/ACTIVA

The main repository for ACTIVA: realistic single-cell RNA-seq generation with automatic cell-type identification using introspective variational autoencoders

Primary LanguagePythonMIT LicenseMIT

ACTIVA: Realistic scRNAseq Generation with Automatic Cell-Type identification using Introspective Variational Autoencoders

This Repository contains the package for ACTIVA (Automatic Cell-Type-conditioned Introspective Variational Autoencoder). Our paper is now available here.

Tutorials

Tutorials for using ACTIVA are avaialable here

Data and Pre-Trained Models Availability

Original Data

The original data (sparse matrices) is freely available on DOI

Pre- and Post-Processed Data

All of our data can be freely downloaded using the following addresses:

Data URI
Pre-processed Brain Small s3://activa-material/PreprocessedData/20kBrainSmall_preprocessed.h5
Pre-processed 68K PBMC s3://activa-material/PreprocessedData/68kPBMC_preprocessed.h5ad
Pre-processed NeuroCOVID s3://activa-material/PreprocessedData/NeuroCovid/NeuroCOVID_PreProcessedUsingScGAN_Sparse.h5ad
Post-processed Brain Small s3://activa-material/PostProcessedData/final_brainsmall_val_int_clust.h5ad
Post-processed 68K PBMC s3://activa-material/PostProcessedData/final_68kpbmc_val_int_clust.h5ad

Pre-Trained Models

our pre-trained models can be freely accessed using the following URIs:

Model URI
Brain Small s3://activa-material/Model-Weights/20K\ Brain\ Small/ACTIVA_BrainSamll.pth
68K PBMC s3://activa-material/Model-Weights/68K\ PBMC/ACTIVA_68kPBMC.pth

Installing the package:

The code can be run either directly or through a package structure (recommended); that is, you can install ACTIVA package locally and just import the needed classes/methods/functions as needed. It is important to note that since ACTIVA uses two homemade packages (ACTINN and SoftAdapt) on GitHub, installing requirements.txt in advance is recommended.

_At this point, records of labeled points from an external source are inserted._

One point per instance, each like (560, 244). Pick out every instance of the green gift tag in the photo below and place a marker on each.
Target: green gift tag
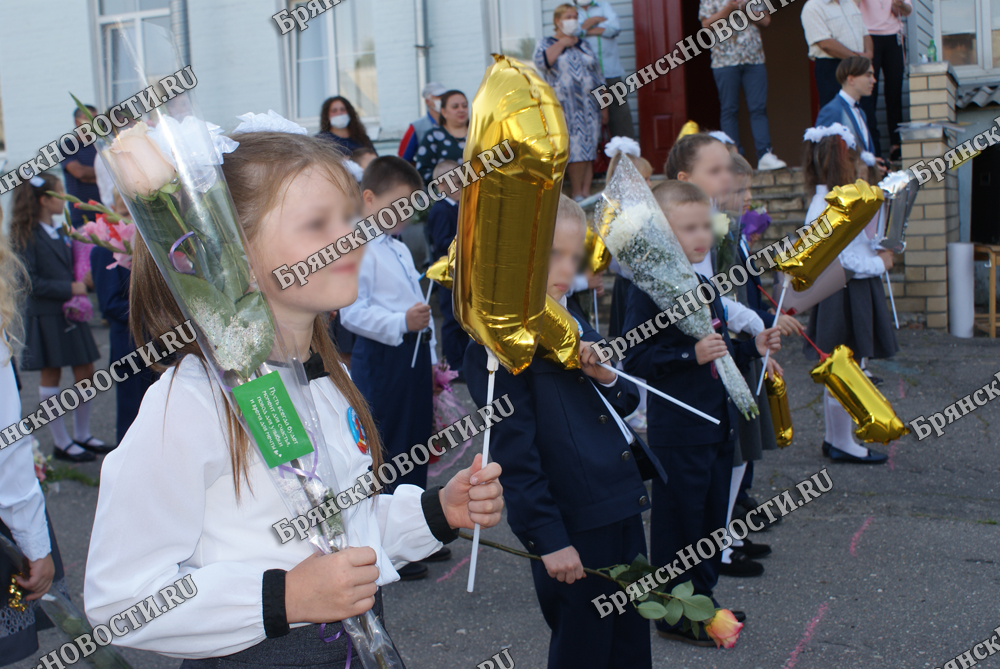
(272, 419)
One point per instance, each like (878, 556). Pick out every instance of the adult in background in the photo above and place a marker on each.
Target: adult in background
(415, 134)
(739, 62)
(884, 23)
(834, 30)
(339, 123)
(446, 142)
(600, 27)
(79, 174)
(571, 67)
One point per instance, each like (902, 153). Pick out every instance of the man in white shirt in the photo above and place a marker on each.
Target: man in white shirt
(834, 30)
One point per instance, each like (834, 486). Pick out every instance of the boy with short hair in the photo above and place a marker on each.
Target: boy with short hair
(388, 318)
(573, 478)
(442, 226)
(697, 455)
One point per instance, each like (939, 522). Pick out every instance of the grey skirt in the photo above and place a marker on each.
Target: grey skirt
(856, 316)
(302, 647)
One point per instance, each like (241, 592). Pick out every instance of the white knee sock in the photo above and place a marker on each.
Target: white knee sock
(58, 427)
(81, 422)
(734, 490)
(840, 427)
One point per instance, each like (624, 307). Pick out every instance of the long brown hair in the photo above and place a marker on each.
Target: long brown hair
(258, 173)
(684, 152)
(26, 211)
(355, 128)
(829, 162)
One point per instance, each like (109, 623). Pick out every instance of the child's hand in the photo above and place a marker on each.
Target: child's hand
(710, 348)
(325, 588)
(564, 565)
(789, 326)
(590, 364)
(473, 496)
(418, 317)
(768, 340)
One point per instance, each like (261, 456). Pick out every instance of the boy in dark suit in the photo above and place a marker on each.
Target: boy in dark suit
(442, 225)
(572, 480)
(697, 455)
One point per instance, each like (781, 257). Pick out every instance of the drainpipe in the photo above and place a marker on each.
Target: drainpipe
(178, 25)
(423, 50)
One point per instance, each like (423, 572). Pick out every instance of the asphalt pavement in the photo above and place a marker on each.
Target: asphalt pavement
(897, 566)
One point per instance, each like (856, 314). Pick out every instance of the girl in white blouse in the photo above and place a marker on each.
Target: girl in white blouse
(186, 494)
(856, 315)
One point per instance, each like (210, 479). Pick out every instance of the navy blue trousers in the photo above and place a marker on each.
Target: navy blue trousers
(580, 637)
(130, 392)
(401, 399)
(454, 340)
(692, 507)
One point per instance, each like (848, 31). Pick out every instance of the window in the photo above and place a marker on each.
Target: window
(969, 35)
(136, 22)
(335, 55)
(515, 27)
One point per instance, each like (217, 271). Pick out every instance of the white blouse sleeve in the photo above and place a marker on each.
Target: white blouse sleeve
(406, 536)
(149, 521)
(22, 506)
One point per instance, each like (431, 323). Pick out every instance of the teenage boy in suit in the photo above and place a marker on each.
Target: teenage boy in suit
(697, 455)
(573, 478)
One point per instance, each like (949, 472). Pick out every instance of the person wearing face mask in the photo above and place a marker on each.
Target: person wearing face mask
(599, 27)
(415, 134)
(572, 68)
(339, 124)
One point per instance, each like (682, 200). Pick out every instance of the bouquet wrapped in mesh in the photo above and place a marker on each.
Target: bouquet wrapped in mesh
(633, 227)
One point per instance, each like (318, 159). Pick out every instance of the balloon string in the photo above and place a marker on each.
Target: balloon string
(822, 356)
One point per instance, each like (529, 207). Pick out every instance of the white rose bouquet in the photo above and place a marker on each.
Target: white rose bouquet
(636, 232)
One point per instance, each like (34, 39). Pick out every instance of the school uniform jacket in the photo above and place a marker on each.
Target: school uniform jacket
(50, 266)
(566, 464)
(668, 362)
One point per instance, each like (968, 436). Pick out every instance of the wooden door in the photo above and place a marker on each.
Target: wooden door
(662, 103)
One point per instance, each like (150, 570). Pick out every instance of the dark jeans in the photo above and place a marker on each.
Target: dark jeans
(619, 116)
(888, 58)
(826, 79)
(753, 79)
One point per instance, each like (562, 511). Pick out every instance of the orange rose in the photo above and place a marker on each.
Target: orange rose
(138, 163)
(723, 628)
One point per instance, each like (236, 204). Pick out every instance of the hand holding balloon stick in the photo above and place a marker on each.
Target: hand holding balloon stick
(427, 298)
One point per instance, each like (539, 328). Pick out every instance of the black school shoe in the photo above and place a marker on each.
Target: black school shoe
(440, 556)
(740, 567)
(99, 449)
(84, 456)
(414, 571)
(752, 550)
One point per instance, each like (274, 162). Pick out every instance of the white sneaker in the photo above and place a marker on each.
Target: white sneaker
(769, 161)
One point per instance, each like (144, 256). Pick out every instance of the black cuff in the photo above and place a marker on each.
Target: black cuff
(430, 502)
(273, 603)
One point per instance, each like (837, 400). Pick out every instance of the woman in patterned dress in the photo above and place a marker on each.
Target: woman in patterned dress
(571, 67)
(448, 141)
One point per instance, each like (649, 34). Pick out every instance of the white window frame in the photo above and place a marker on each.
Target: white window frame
(491, 10)
(101, 24)
(371, 123)
(984, 45)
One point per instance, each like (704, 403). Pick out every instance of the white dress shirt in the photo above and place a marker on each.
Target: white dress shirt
(859, 256)
(22, 505)
(833, 19)
(388, 285)
(167, 509)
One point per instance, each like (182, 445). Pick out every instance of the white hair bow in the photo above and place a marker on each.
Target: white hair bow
(819, 132)
(625, 145)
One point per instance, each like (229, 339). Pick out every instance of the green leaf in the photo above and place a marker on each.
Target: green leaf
(674, 611)
(684, 590)
(651, 610)
(698, 608)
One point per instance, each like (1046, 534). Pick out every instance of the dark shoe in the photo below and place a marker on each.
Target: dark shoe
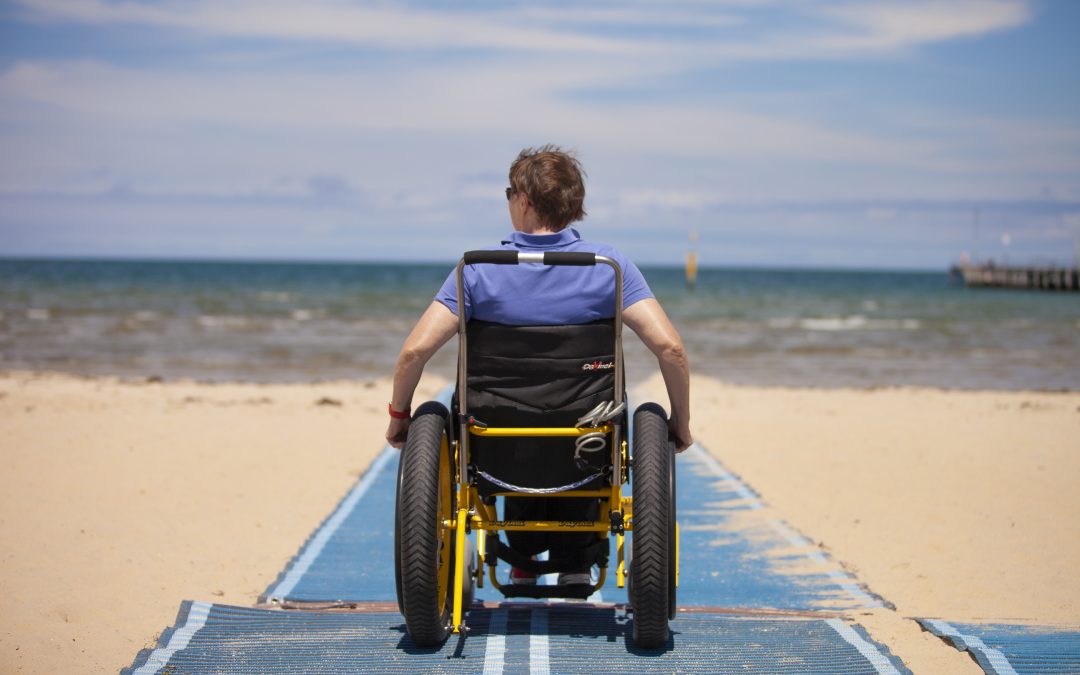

Step 1: Install Requirements Explicitly

Ensure that you are in the same directory as requirements.txt. Then using pip, we can install the requirements with:

pip install -r requirements.txt

Although the core requirements are listed directly in setup.py, it is good to run this beforehand in case of any dependecy on packages from GitHub.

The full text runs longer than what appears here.